CREDITANSTALT SEES HIGHER 1987 DIVIDEND
  Creditanstalt-Bankverein &lt;CABV.VI> is
  likely to raise its 1987 dividend from the 1986 payment of 12
  pct of share capital, deputy general-director Guido
  Schmidt-Chiari said.
      The 1985 dividend was 10 pct, unchanged from the previous
  year and Schmidt-Chiari noted that the parent bank's share
  capital had risen to 3.1 billion schillings at the end of 1986
  from 2.7 billion a year earlier.
      Schmidt-Chiari made the forecast at a news conference when
  the bank announced a 1986 consolidated banking group net profit
  of 496.7 mln schillings for 1986, against 354.5 mln in 1985.
      Schmidt-Chiari did not elaborate on his dividend forecast.
      The banking group's consolidated balance sheet total rose
  to 453.4 billion schillings at year-end from 425.4 billion.
      General director Hannes Androsch said higher investment
  would lead to continuing growth in profits in future. Last
  year's better profits had resulted from improvements in
  services provided by the bank and also in profits on schilling
  lending.
      Schilling lending had grown last year and interest rate
  margins had also improved but remained unsatisfactory when
  compared with those in other countries, he said.
      Increased provisions for possible bad debts at home and
  abroad, particularly in Latin America, had lowered profits,
  Androsch said, but declined to give an exact figure.
      Schmidt-Chiari said that foreign lending business had
  fallen significantly due to exchange rate fluctuations,
  removing some 22 billion schillings from the balance sheet
  total.
      In an attempt to generate more foreign business,
  representative offices would be opened this year in Tokyo, Hong
  Kong, Moscow and Prague. Androsch welcomed government plans to
  abolish legal controls on foreigners buying voting shares and
  drawing dividends.
      Preference shares of state-controlled Creditanstalt rose
  eight schillings on the Vienna Bourse today to 2,008. Brokers
  said improved results had been widely expected by investors.

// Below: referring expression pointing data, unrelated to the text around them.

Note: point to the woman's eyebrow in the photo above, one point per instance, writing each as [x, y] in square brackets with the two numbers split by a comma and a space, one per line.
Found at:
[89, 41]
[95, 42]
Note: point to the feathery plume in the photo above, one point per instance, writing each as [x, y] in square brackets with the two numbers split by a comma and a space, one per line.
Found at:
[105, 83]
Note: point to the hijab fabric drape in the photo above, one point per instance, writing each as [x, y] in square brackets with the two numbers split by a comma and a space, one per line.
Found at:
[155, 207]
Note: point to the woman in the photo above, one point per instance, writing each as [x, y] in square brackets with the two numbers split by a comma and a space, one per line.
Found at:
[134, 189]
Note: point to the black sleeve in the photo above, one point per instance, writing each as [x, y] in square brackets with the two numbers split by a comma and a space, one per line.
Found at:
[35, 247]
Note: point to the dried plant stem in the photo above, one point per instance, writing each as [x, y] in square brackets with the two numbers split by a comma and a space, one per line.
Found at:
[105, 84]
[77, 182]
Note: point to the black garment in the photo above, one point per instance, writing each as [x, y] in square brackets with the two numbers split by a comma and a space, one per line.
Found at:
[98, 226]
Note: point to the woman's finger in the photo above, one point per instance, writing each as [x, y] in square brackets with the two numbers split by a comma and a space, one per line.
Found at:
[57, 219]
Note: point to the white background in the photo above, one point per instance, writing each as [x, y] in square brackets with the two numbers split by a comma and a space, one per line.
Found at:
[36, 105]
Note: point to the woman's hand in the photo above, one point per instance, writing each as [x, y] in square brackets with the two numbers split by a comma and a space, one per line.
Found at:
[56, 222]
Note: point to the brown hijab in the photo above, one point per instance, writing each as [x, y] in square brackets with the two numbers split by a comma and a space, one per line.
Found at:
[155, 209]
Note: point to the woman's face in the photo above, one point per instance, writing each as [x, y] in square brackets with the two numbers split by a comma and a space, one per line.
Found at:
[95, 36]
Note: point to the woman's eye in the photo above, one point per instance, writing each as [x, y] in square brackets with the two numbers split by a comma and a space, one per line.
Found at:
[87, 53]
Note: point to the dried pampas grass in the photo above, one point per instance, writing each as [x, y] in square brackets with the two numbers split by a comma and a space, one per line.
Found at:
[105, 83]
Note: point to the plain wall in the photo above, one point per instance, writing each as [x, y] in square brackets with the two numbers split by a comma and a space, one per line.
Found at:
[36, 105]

      Androsch said industrial holdings had performed better in
  1986 than in previous years, giving a return on investment of
  2.6 pct compared with 1.3 pct in 1985. Creditanstalt, Austria's
  largest bank, holds majority interests in 10 medium-sized and
  large Austrian companies.
      But he forecast its biggest industrial subsidiary, Steyr
  -Daimler-Puch AG &lt;SDPV.VI> would return a 1987 result similar
  to the expected 1986 operating loss of 700 mln schillings.